In his sermon after the July 15 coup attempt, Gülen said: "No matter how hard it is, hang in there and be patient." Gülen hinted at an incubation period in his message to followers, asking them to be patient for 20 days. The official Twitter account of Mevlana University, which the government recently closed as being affiliated with the Gülen Movement, posted new threats, tweeting: "See you on August 14." The FETÖ's previous track record is causing increasing suspicion of their involvement in cybercrimes. IbTimes and Wired.com reported in 2013 that one woman living in the U.S. believed she was the target of a cyber-attack because of her outspoken criticism of the Gülen Movement.
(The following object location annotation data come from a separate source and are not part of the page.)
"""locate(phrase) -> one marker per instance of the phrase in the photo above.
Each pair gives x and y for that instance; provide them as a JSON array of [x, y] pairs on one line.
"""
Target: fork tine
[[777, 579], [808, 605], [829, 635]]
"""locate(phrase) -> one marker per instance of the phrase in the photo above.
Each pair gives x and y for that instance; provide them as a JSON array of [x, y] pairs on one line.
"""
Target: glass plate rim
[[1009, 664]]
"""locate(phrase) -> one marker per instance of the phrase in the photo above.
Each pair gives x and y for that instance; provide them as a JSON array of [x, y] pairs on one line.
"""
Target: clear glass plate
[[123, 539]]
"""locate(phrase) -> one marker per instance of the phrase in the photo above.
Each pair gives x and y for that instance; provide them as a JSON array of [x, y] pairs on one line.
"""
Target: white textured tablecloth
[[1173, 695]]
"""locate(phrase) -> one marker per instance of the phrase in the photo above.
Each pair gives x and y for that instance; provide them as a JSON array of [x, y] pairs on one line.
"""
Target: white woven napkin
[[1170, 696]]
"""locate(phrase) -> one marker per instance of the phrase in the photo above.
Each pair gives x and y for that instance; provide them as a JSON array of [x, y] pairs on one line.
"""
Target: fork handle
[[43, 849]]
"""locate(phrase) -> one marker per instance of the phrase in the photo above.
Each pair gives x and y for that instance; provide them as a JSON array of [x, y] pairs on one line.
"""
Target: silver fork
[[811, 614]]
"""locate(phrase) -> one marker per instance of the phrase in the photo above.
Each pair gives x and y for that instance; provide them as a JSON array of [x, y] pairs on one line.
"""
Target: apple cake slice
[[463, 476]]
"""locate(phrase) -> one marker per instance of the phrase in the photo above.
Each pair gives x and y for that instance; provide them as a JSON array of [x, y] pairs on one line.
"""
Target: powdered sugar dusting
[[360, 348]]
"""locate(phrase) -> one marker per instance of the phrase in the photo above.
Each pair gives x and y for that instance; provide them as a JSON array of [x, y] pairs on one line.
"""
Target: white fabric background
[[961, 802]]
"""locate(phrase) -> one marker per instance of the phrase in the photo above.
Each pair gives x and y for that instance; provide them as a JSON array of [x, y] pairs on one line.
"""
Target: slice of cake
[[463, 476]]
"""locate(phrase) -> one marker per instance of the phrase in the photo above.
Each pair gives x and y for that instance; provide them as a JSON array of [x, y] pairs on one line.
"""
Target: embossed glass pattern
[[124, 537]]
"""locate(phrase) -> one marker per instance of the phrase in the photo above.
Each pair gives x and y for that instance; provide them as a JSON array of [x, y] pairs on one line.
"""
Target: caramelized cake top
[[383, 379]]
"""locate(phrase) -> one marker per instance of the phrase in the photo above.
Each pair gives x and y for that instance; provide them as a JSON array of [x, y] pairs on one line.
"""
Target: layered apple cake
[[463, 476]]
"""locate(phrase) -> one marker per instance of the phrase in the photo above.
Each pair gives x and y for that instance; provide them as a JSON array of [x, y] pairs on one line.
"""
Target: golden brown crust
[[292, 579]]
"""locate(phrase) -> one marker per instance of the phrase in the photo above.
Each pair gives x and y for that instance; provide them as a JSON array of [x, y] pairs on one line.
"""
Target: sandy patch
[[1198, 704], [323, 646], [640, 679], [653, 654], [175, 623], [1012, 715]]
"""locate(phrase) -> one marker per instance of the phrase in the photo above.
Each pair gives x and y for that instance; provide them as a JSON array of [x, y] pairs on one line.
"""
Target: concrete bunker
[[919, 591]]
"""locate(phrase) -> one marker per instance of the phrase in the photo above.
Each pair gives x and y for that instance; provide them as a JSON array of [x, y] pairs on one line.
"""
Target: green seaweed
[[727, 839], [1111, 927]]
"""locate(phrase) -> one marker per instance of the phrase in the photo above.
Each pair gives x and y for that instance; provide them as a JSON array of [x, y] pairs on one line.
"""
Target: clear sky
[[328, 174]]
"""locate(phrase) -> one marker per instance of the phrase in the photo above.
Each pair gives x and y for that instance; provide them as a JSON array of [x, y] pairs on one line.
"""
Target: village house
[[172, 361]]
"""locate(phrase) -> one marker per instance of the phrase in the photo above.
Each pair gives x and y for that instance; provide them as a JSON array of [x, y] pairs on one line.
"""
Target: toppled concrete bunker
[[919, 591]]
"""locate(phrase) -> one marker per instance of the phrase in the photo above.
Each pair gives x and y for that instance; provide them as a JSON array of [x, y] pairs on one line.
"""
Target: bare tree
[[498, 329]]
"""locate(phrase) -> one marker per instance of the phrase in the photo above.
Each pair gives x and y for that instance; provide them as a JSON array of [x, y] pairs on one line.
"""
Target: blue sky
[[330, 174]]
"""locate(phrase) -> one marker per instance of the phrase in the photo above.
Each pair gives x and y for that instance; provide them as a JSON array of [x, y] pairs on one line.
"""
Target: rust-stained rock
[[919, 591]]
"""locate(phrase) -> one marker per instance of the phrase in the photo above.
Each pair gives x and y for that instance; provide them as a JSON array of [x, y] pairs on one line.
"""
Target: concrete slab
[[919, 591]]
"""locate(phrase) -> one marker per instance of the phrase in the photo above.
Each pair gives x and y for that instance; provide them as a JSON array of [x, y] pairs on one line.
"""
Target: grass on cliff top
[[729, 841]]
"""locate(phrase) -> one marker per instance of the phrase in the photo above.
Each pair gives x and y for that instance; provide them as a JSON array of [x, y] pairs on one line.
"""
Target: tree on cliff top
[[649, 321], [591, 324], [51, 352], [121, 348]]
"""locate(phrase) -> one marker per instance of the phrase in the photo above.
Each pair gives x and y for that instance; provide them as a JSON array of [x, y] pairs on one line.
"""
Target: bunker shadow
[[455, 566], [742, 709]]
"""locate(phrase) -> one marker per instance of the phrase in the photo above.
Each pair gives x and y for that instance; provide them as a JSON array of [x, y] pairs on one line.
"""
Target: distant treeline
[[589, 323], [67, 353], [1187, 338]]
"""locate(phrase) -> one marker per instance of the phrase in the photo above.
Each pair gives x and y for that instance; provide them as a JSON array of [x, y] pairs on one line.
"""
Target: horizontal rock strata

Turkey has experienced several cyberattacks in recent years. According to research by Turkish defense company STM, Turkey ranks ninth on the list of countries most targeted by cyberattacks. On Dec. 14, 2015, Nearly 400,000 websites with the ".tr" domain were hacked and the international hacker group Anonymous claimed responsibility for the cyberattack. On March 31, 2015 Turkey experienced a nationwide blackout. It was rocked by a massive power outage in almost every province across the country, leaving millions without electricity for hours. The metro and trams in Istanbul and Ankara came to a halt, traffic lights stopped working and people were trapped in elevators, while some factories lacking backup power stopped production. Cellphone networks suffered disruptions as well. Even though officials said that it was a technical problem, many people suspect that it was a cyberattack and the main reason of the blackout is still unclear.
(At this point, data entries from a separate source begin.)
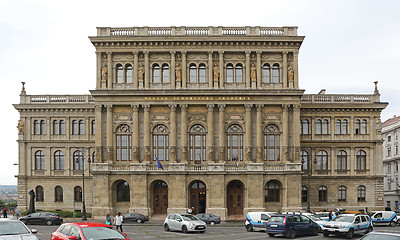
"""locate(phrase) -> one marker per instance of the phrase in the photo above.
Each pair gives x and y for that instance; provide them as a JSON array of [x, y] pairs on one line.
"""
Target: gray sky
[[348, 45]]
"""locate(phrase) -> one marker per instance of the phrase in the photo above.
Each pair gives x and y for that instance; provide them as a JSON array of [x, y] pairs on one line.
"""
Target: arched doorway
[[160, 197], [198, 196], [235, 198]]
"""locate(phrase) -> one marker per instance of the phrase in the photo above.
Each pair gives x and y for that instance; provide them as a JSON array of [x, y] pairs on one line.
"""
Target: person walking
[[118, 221]]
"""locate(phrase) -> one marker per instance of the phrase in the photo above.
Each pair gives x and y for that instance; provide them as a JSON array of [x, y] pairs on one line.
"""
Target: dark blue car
[[291, 225]]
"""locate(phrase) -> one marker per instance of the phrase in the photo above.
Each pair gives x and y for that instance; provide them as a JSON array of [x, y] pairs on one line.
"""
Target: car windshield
[[344, 219], [101, 233], [12, 228], [189, 217]]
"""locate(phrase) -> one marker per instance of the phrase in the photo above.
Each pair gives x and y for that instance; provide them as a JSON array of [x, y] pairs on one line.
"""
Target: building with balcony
[[205, 117]]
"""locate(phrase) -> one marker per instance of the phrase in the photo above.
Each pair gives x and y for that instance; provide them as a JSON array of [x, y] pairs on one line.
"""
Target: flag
[[159, 164]]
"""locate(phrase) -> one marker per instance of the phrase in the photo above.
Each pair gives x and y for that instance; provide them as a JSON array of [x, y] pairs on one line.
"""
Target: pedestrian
[[118, 221], [108, 219]]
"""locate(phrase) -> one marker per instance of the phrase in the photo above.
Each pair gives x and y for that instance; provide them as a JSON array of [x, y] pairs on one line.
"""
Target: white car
[[184, 222]]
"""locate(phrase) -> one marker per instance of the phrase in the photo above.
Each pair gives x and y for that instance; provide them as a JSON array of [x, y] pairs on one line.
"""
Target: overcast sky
[[348, 45]]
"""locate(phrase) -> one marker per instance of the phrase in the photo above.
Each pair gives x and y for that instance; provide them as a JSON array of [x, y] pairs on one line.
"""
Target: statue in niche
[[178, 72], [253, 72]]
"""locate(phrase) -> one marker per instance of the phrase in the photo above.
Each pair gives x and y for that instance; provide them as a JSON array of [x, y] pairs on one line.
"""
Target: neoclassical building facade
[[209, 117]]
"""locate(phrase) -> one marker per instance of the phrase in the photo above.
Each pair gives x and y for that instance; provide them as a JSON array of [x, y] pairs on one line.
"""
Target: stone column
[[210, 134], [184, 130], [172, 140], [249, 133], [109, 70], [146, 130], [221, 133], [135, 134], [184, 70], [284, 70], [259, 132], [146, 70], [221, 69], [258, 70], [172, 70], [248, 82], [109, 139], [210, 68], [135, 70]]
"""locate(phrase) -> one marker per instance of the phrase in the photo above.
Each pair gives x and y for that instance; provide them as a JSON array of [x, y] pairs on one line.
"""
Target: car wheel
[[166, 228], [292, 234], [350, 234], [249, 228]]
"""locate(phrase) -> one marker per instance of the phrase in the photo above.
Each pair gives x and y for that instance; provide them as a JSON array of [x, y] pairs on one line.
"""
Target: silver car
[[14, 229], [184, 222]]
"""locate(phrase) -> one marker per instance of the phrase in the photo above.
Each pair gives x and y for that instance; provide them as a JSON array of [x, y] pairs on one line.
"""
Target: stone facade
[[209, 117]]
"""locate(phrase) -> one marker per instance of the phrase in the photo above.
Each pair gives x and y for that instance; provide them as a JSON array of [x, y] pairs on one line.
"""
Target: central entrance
[[235, 198], [198, 197], [160, 197]]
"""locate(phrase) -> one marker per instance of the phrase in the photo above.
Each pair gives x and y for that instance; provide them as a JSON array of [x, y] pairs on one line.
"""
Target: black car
[[42, 218], [135, 217], [209, 218]]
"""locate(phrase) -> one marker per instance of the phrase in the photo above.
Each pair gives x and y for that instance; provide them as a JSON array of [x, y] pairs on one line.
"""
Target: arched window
[[342, 193], [361, 158], [39, 160], [361, 192], [124, 143], [77, 194], [272, 191], [165, 73], [235, 143], [266, 73], [128, 73], [39, 194], [120, 73], [202, 73], [304, 160], [229, 73], [197, 143], [322, 160], [322, 194], [275, 73], [56, 127], [304, 194], [58, 160], [271, 143], [342, 160], [192, 73], [58, 194], [156, 73], [161, 143], [123, 192], [78, 160]]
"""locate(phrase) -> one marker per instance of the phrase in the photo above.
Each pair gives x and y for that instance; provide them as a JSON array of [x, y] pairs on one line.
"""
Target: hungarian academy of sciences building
[[205, 117]]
Commenting on Turkey's resistance to cyberattacks, cybersecurity expert Abdullah Çiftçi said that the types of cyberattacks vary in nature. "The attack on '.tr' domain websites was a Distributed Denial of Service (DDos) that halted DNS [activity] that exceeded the limits of the bandwidth, and this type of attack could happen again," he said. Dr. Erman Ayday from Bilkent University said that state institutions took precautions against the threat of cyberattacks from outside the country. However, he stressed that a possible cyberattack could come from inside state institutions, referring to the failed July 15coup attempt, adding: "There are some methods to prevent these kinds of attacks that could come from inside, but quite frankly, I do not know if state institutions practice these methods."
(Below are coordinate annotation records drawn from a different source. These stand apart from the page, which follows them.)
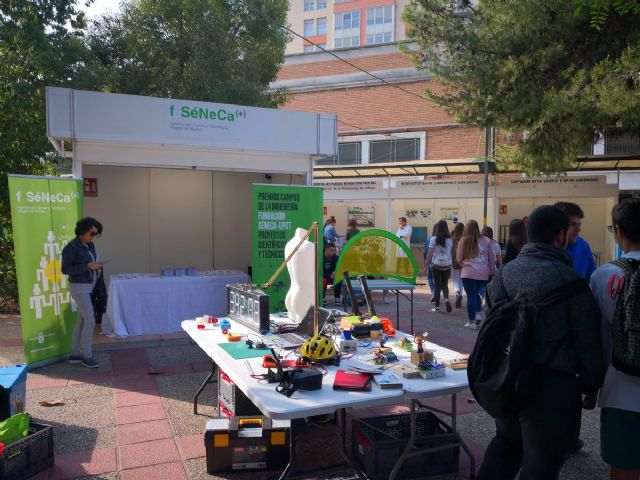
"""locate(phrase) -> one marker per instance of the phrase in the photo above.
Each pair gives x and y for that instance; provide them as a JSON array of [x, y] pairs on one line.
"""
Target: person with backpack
[[478, 261], [456, 270], [439, 259], [616, 287], [538, 356]]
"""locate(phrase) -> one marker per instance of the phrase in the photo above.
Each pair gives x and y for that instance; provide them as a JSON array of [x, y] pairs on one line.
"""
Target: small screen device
[[249, 306]]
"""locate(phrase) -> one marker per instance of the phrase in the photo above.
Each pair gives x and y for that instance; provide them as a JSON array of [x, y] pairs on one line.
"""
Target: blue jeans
[[82, 344], [474, 302]]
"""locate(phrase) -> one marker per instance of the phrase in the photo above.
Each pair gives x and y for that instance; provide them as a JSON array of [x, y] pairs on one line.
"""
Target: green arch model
[[377, 253]]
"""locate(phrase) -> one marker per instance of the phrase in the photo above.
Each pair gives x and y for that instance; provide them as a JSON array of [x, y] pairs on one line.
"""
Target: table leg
[[207, 381], [292, 456], [398, 309], [342, 430], [411, 312]]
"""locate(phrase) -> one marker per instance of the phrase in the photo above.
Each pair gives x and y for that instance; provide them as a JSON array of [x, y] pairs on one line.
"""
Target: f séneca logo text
[[204, 113]]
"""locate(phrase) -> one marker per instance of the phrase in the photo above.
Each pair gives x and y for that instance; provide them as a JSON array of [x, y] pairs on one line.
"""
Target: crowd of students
[[571, 367]]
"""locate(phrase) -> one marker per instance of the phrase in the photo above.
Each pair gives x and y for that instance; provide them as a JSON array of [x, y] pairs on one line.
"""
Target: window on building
[[394, 150], [309, 28], [380, 24], [346, 29], [321, 28]]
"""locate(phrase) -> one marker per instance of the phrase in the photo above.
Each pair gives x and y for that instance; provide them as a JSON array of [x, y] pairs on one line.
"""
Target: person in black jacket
[[80, 263], [567, 362]]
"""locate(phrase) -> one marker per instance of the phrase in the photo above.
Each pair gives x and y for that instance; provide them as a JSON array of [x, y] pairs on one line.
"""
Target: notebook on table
[[347, 380]]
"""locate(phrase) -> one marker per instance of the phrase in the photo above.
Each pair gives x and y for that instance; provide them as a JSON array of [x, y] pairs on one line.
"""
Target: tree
[[211, 50], [40, 45], [563, 72]]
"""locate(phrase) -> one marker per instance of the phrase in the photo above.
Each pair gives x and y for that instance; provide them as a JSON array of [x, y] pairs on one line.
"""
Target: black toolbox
[[246, 443], [231, 400], [378, 442], [25, 458]]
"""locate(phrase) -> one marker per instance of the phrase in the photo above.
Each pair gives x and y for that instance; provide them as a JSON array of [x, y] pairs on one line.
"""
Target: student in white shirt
[[440, 258], [619, 396]]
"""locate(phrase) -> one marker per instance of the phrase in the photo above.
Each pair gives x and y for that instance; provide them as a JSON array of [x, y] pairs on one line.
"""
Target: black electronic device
[[249, 306], [367, 295], [298, 379], [365, 329], [352, 296]]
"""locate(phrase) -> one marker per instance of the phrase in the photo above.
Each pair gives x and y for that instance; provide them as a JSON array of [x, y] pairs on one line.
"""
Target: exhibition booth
[[379, 202], [171, 181]]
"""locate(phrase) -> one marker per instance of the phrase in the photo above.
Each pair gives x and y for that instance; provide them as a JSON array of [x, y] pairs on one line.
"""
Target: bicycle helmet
[[318, 349]]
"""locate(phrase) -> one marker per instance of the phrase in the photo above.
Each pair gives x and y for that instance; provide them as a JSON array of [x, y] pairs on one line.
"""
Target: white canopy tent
[[171, 179]]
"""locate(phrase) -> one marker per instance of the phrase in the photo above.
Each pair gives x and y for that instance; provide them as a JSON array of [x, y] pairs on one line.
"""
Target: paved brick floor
[[120, 422]]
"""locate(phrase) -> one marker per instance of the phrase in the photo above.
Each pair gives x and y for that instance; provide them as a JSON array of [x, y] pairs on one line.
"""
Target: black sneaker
[[90, 363], [75, 359]]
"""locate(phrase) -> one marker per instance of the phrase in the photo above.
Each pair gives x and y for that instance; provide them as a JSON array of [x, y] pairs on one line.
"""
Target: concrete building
[[344, 23], [401, 154]]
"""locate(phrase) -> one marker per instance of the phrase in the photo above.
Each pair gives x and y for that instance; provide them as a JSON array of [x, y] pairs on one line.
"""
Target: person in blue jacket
[[578, 247]]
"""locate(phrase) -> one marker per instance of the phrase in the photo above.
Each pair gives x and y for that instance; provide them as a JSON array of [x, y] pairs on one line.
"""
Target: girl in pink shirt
[[476, 255]]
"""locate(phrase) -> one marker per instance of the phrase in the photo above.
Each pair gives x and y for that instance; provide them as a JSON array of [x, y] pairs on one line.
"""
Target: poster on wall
[[278, 210], [418, 213], [44, 212], [365, 216], [450, 214]]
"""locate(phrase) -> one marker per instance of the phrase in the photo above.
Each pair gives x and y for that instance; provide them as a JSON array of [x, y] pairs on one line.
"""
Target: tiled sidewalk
[[121, 422]]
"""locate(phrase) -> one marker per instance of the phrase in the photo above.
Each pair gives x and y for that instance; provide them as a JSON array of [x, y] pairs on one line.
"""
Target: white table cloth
[[153, 304]]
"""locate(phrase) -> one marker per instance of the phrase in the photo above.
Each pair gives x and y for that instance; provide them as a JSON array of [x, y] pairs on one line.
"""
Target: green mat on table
[[240, 350]]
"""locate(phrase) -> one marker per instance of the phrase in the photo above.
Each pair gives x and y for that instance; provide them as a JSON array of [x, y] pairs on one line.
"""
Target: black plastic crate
[[28, 456], [378, 442]]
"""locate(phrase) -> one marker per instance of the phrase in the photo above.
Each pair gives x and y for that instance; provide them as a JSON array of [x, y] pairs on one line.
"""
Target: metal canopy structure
[[608, 162], [596, 163], [401, 169]]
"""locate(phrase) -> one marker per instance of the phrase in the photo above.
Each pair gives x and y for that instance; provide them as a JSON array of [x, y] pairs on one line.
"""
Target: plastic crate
[[378, 442], [28, 456]]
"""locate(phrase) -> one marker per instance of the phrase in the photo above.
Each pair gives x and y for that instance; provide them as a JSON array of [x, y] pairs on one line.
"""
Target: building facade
[[400, 154], [344, 23]]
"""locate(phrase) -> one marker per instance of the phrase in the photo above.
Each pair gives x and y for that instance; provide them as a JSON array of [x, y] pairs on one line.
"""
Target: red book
[[346, 380]]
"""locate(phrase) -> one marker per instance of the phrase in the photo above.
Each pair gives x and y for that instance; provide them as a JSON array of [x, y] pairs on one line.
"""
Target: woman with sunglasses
[[80, 263]]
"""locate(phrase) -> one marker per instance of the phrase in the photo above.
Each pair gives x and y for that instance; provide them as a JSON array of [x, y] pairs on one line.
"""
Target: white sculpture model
[[301, 295]]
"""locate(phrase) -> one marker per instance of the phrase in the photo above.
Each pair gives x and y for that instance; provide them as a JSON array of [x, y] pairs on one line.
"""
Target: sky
[[98, 7]]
Çiftçi is also the head of the Social Media Strategy and Information Technology Association. "There have been many FETÖ members who infiltrated state institutions related to the data processing infrastructure and even after the coup attempt they could still have loyal members inside these institutions," Çiftçi said. "It is hard to defy an attack that comes from inside in terms of software vulnerability," he added.
When asked which state institutions might be a target of a possible cyberattack, Ayday said that the most critical sectors include the "electricity networks, energy distribution units, e-state system, banks, stock markets and public transportation that can be remotely controlled." Calling cyberattacks a modern war tactic of the 21st century, Çiftçi said that FETÖ members could launch a cyberattack to try to create chaos, adding: "They may target electric network, phones, the internet, banks, stock markets, land registry databases and health data to steal information."